One of the key benefits of on-chain governance is that it allows for rapid and efficient decision-making, as proposals can be put forth and voted on quickly and transparently. This enables blockchain networks to adapt and evolve in response to changes in the market or technical developments, allowing them to remain competitive and relevant over time.

However, on-chain governance also has its challenges. For example, the outcomes of token-based voting systems can be influenced by the concentration of token ownership, leading to potential centralization and unequal representation. Additionally, on-chain governance systems can be complex and difficult for non-technical users to understand, which can limit their participation in the decision-making process.

Simplified Example

On-chain governance is like having a big school meeting where everyone gets to vote on important decisions. Imagine you and your classmates are all part of a big school community and you all want to make the school a better place. To make decisions, you all come together for a big school meeting. During the meeting, you discuss different ideas and everyone gets to vote on what they think is the best solution. The idea with the most votes becomes the decision that everyone follows. This is like on-chain governance in a blockchain network, where all the members of the network can vote on important decisions that affect the network, such as changes to the rules or new features to add. Just like in the school meeting, the idea with the most votes becomes the decision that everyone in the network follows.

History of the Term "On-Chain Governance"

The term "on-chain governance" in crypto pertains to the process of making decisions about the development and direction of a blockchain project through the use of its native token.
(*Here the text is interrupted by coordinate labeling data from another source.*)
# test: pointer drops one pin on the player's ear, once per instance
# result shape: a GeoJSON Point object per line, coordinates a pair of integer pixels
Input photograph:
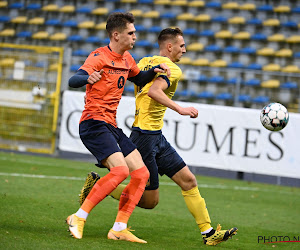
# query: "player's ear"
{"type": "Point", "coordinates": [115, 35]}
{"type": "Point", "coordinates": [169, 47]}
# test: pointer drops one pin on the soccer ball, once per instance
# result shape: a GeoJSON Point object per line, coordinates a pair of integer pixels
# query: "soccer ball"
{"type": "Point", "coordinates": [274, 116]}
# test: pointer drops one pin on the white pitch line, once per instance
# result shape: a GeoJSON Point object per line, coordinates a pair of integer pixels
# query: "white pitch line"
{"type": "Point", "coordinates": [161, 183]}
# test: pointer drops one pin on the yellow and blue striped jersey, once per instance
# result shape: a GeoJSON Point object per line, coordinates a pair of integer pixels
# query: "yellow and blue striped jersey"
{"type": "Point", "coordinates": [149, 113]}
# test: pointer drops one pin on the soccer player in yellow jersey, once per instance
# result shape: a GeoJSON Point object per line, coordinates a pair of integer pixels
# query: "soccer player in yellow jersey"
{"type": "Point", "coordinates": [159, 156]}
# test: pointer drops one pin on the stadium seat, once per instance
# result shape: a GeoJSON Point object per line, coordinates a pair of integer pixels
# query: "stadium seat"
{"type": "Point", "coordinates": [254, 21]}
{"type": "Point", "coordinates": [19, 19]}
{"type": "Point", "coordinates": [207, 33]}
{"type": "Point", "coordinates": [213, 48]}
{"type": "Point", "coordinates": [242, 35]}
{"type": "Point", "coordinates": [195, 47]}
{"type": "Point", "coordinates": [271, 22]}
{"type": "Point", "coordinates": [290, 24]}
{"type": "Point", "coordinates": [284, 53]}
{"type": "Point", "coordinates": [81, 52]}
{"type": "Point", "coordinates": [196, 3]}
{"type": "Point", "coordinates": [200, 62]}
{"type": "Point", "coordinates": [259, 37]}
{"type": "Point", "coordinates": [231, 49]}
{"type": "Point", "coordinates": [266, 52]}
{"type": "Point", "coordinates": [154, 29]}
{"type": "Point", "coordinates": [265, 7]}
{"type": "Point", "coordinates": [218, 63]}
{"type": "Point", "coordinates": [271, 83]}
{"type": "Point", "coordinates": [4, 19]}
{"type": "Point", "coordinates": [50, 8]}
{"type": "Point", "coordinates": [70, 23]}
{"type": "Point", "coordinates": [67, 9]}
{"type": "Point", "coordinates": [216, 79]}
{"type": "Point", "coordinates": [223, 34]}
{"type": "Point", "coordinates": [248, 50]}
{"type": "Point", "coordinates": [140, 28]}
{"type": "Point", "coordinates": [59, 36]}
{"type": "Point", "coordinates": [261, 99]}
{"type": "Point", "coordinates": [236, 65]}
{"type": "Point", "coordinates": [213, 5]}
{"type": "Point", "coordinates": [282, 9]}
{"type": "Point", "coordinates": [7, 32]}
{"type": "Point", "coordinates": [40, 35]}
{"type": "Point", "coordinates": [37, 21]}
{"type": "Point", "coordinates": [24, 34]}
{"type": "Point", "coordinates": [143, 43]}
{"type": "Point", "coordinates": [93, 39]}
{"type": "Point", "coordinates": [190, 32]}
{"type": "Point", "coordinates": [33, 6]}
{"type": "Point", "coordinates": [3, 4]}
{"type": "Point", "coordinates": [237, 20]}
{"type": "Point", "coordinates": [185, 17]}
{"type": "Point", "coordinates": [53, 22]}
{"type": "Point", "coordinates": [168, 15]}
{"type": "Point", "coordinates": [248, 6]}
{"type": "Point", "coordinates": [202, 18]}
{"type": "Point", "coordinates": [84, 9]}
{"type": "Point", "coordinates": [18, 5]}
{"type": "Point", "coordinates": [252, 82]}
{"type": "Point", "coordinates": [276, 38]}
{"type": "Point", "coordinates": [244, 98]}
{"type": "Point", "coordinates": [75, 38]}
{"type": "Point", "coordinates": [271, 67]}
{"type": "Point", "coordinates": [254, 66]}
{"type": "Point", "coordinates": [205, 95]}
{"type": "Point", "coordinates": [296, 9]}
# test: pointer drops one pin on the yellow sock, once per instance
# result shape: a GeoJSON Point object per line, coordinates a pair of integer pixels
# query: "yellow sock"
{"type": "Point", "coordinates": [197, 207]}
{"type": "Point", "coordinates": [116, 194]}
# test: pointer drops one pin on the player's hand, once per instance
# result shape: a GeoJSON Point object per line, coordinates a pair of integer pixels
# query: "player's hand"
{"type": "Point", "coordinates": [95, 77]}
{"type": "Point", "coordinates": [191, 111]}
{"type": "Point", "coordinates": [164, 69]}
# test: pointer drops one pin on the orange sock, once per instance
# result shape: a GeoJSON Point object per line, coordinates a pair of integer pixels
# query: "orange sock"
{"type": "Point", "coordinates": [132, 193]}
{"type": "Point", "coordinates": [105, 186]}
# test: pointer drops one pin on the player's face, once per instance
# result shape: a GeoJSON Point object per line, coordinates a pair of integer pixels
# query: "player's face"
{"type": "Point", "coordinates": [127, 37]}
{"type": "Point", "coordinates": [178, 49]}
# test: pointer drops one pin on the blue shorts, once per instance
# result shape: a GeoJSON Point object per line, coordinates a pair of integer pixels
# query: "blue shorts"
{"type": "Point", "coordinates": [103, 139]}
{"type": "Point", "coordinates": [158, 155]}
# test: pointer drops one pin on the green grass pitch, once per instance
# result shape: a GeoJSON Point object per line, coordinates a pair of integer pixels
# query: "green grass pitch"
{"type": "Point", "coordinates": [38, 193]}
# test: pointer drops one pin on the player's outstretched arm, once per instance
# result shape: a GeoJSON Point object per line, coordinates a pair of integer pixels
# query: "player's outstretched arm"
{"type": "Point", "coordinates": [156, 92]}
{"type": "Point", "coordinates": [143, 77]}
{"type": "Point", "coordinates": [82, 78]}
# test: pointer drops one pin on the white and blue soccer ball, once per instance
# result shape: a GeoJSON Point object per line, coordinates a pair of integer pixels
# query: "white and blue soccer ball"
{"type": "Point", "coordinates": [274, 116]}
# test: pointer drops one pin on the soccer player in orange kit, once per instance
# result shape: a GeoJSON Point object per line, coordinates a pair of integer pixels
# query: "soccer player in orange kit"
{"type": "Point", "coordinates": [104, 73]}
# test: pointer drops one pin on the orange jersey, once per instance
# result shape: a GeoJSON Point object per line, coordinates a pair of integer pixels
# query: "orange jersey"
{"type": "Point", "coordinates": [103, 97]}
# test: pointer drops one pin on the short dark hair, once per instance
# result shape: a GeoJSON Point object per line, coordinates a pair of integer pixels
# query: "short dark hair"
{"type": "Point", "coordinates": [118, 21]}
{"type": "Point", "coordinates": [168, 33]}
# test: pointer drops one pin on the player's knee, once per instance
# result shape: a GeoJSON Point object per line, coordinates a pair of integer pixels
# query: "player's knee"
{"type": "Point", "coordinates": [121, 171]}
{"type": "Point", "coordinates": [190, 182]}
{"type": "Point", "coordinates": [142, 174]}
{"type": "Point", "coordinates": [150, 204]}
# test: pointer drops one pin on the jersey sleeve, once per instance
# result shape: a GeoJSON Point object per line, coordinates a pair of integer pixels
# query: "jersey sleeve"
{"type": "Point", "coordinates": [92, 63]}
{"type": "Point", "coordinates": [134, 69]}
{"type": "Point", "coordinates": [175, 74]}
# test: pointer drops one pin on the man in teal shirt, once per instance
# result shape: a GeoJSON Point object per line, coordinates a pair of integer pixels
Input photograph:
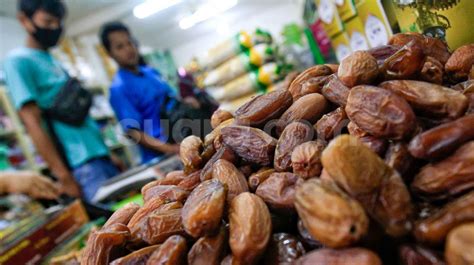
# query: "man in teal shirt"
{"type": "Point", "coordinates": [34, 79]}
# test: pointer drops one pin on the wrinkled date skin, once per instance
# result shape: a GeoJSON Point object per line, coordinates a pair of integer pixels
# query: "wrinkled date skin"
{"type": "Point", "coordinates": [434, 229]}
{"type": "Point", "coordinates": [380, 112]}
{"type": "Point", "coordinates": [417, 255]}
{"type": "Point", "coordinates": [220, 116]}
{"type": "Point", "coordinates": [156, 227]}
{"type": "Point", "coordinates": [442, 140]}
{"type": "Point", "coordinates": [190, 153]}
{"type": "Point", "coordinates": [331, 124]}
{"type": "Point", "coordinates": [430, 100]}
{"type": "Point", "coordinates": [227, 174]}
{"type": "Point", "coordinates": [224, 153]}
{"type": "Point", "coordinates": [433, 47]}
{"type": "Point", "coordinates": [139, 257]}
{"type": "Point", "coordinates": [258, 177]}
{"type": "Point", "coordinates": [461, 61]}
{"type": "Point", "coordinates": [335, 91]}
{"type": "Point", "coordinates": [398, 157]}
{"type": "Point", "coordinates": [331, 216]}
{"type": "Point", "coordinates": [406, 63]}
{"type": "Point", "coordinates": [306, 159]}
{"type": "Point", "coordinates": [447, 177]}
{"type": "Point", "coordinates": [250, 228]}
{"type": "Point", "coordinates": [348, 256]}
{"type": "Point", "coordinates": [432, 71]}
{"type": "Point", "coordinates": [459, 245]}
{"type": "Point", "coordinates": [294, 134]}
{"type": "Point", "coordinates": [379, 188]}
{"type": "Point", "coordinates": [113, 234]}
{"type": "Point", "coordinates": [263, 108]}
{"type": "Point", "coordinates": [251, 144]}
{"type": "Point", "coordinates": [172, 252]}
{"type": "Point", "coordinates": [284, 249]}
{"type": "Point", "coordinates": [308, 108]}
{"type": "Point", "coordinates": [359, 68]}
{"type": "Point", "coordinates": [208, 250]}
{"type": "Point", "coordinates": [202, 212]}
{"type": "Point", "coordinates": [278, 191]}
{"type": "Point", "coordinates": [309, 81]}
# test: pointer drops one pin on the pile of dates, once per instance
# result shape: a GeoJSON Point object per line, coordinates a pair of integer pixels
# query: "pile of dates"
{"type": "Point", "coordinates": [364, 163]}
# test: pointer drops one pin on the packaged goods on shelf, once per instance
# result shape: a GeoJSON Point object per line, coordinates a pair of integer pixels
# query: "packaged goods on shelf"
{"type": "Point", "coordinates": [232, 47]}
{"type": "Point", "coordinates": [240, 64]}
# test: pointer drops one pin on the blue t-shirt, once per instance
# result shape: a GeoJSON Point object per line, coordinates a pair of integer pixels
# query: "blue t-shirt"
{"type": "Point", "coordinates": [137, 100]}
{"type": "Point", "coordinates": [35, 76]}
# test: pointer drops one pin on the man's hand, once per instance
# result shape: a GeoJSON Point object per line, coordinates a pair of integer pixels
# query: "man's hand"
{"type": "Point", "coordinates": [32, 184]}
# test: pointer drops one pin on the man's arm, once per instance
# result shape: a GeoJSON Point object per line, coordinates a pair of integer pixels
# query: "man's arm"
{"type": "Point", "coordinates": [30, 114]}
{"type": "Point", "coordinates": [150, 142]}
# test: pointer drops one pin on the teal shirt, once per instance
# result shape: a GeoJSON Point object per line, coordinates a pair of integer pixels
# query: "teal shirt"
{"type": "Point", "coordinates": [34, 75]}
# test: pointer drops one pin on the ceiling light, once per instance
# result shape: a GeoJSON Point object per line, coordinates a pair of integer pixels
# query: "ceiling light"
{"type": "Point", "coordinates": [206, 11]}
{"type": "Point", "coordinates": [150, 7]}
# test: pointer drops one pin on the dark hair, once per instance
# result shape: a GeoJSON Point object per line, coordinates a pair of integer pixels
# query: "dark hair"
{"type": "Point", "coordinates": [109, 28]}
{"type": "Point", "coordinates": [53, 7]}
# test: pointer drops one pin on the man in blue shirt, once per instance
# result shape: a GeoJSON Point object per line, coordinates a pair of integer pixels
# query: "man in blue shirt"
{"type": "Point", "coordinates": [137, 94]}
{"type": "Point", "coordinates": [34, 79]}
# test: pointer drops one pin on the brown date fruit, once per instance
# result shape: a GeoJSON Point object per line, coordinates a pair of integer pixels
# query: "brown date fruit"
{"type": "Point", "coordinates": [432, 71]}
{"type": "Point", "coordinates": [219, 116]}
{"type": "Point", "coordinates": [168, 193]}
{"type": "Point", "coordinates": [442, 140]}
{"type": "Point", "coordinates": [459, 245]}
{"type": "Point", "coordinates": [224, 153]}
{"type": "Point", "coordinates": [331, 216]}
{"type": "Point", "coordinates": [208, 250]}
{"type": "Point", "coordinates": [171, 252]}
{"type": "Point", "coordinates": [306, 159]}
{"type": "Point", "coordinates": [278, 191]}
{"type": "Point", "coordinates": [293, 135]}
{"type": "Point", "coordinates": [102, 243]}
{"type": "Point", "coordinates": [251, 144]}
{"type": "Point", "coordinates": [283, 249]}
{"type": "Point", "coordinates": [406, 63]}
{"type": "Point", "coordinates": [311, 79]}
{"type": "Point", "coordinates": [417, 255]}
{"type": "Point", "coordinates": [348, 256]}
{"type": "Point", "coordinates": [434, 229]}
{"type": "Point", "coordinates": [359, 68]}
{"type": "Point", "coordinates": [379, 188]}
{"type": "Point", "coordinates": [380, 112]}
{"type": "Point", "coordinates": [331, 124]}
{"type": "Point", "coordinates": [433, 47]}
{"type": "Point", "coordinates": [190, 153]}
{"type": "Point", "coordinates": [139, 257]}
{"type": "Point", "coordinates": [430, 100]}
{"type": "Point", "coordinates": [335, 91]}
{"type": "Point", "coordinates": [250, 228]}
{"type": "Point", "coordinates": [157, 226]}
{"type": "Point", "coordinates": [381, 53]}
{"type": "Point", "coordinates": [227, 174]}
{"type": "Point", "coordinates": [398, 157]}
{"type": "Point", "coordinates": [261, 109]}
{"type": "Point", "coordinates": [204, 208]}
{"type": "Point", "coordinates": [308, 108]}
{"type": "Point", "coordinates": [448, 177]}
{"type": "Point", "coordinates": [258, 177]}
{"type": "Point", "coordinates": [461, 61]}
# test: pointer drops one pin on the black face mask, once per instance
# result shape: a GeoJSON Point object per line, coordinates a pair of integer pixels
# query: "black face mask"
{"type": "Point", "coordinates": [47, 37]}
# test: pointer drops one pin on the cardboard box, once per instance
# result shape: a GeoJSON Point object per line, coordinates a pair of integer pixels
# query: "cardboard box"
{"type": "Point", "coordinates": [356, 32]}
{"type": "Point", "coordinates": [34, 246]}
{"type": "Point", "coordinates": [328, 14]}
{"type": "Point", "coordinates": [374, 19]}
{"type": "Point", "coordinates": [341, 46]}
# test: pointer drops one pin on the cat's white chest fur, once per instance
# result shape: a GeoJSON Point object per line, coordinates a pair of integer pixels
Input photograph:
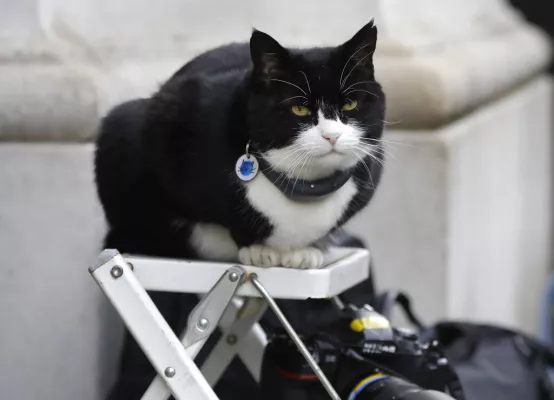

This approach stands in contrast to off-chain governance, which involves decision-making through more traditional methods, such as voting by a board of directors or a foundation. The concept of on-chain governance emerged in the early 2010s with the rise of decentralized autonomous organizations (DAOs). DAOs are organizations governed by rules encoded in smart contracts, self-executing contracts deployed on a blockchain. This means that decisions about the organization are collectively made by its token holders, removing the need for a central authority in the decision-making process.

Examples

Decentralized Autonomous Organization (DAO): A DAO is a decentralized organization run by a set of rules encoded as computer programs on a blockchain. Members of a DAO can propose changes to these rules and vote on them, with decisions being made based on the majority of votes cast by token holders. For example, MakerDAO is a DAO that provides stablecoins and decentralized loans on the Ethereum blockchain. The rules for these services, such as interest rates and collateral requirements, are governed by its token holders.

Token-Weighted Voting: This is a common method of on-chain governance in which token holders can vote on proposals directly proportional to the number of tokens they hold. For example, in the Compound protocol, token holders can vote on proposals to change interest rates and other parameters that affect the functioning of the protocol. This ensures that decisions are made in the interest of token holders with a larger stake in the protocol.

Staking-Weighted Voting: This is similar to token-weighted voting, but in this case, token holders cast votes proportional to the amount of tokens they have staked rather than just holding. This incentivizes token holders to actively participate in the governance process, as staking their tokens for an extended period of time gives them a greater say in decision-making. An example of this is Cosmos, a blockchain network that uses a delegated proof-of-stake consensus mechanism and allows token holders to vote on network upgrades and other governance proposals.

  • Governance: The process of decision-making and the allocation of resources in an organization, community, or society.

  • Off-Chain Governance: The management and decision-making processes that occur outside of a blockchain network, but still affect its operation.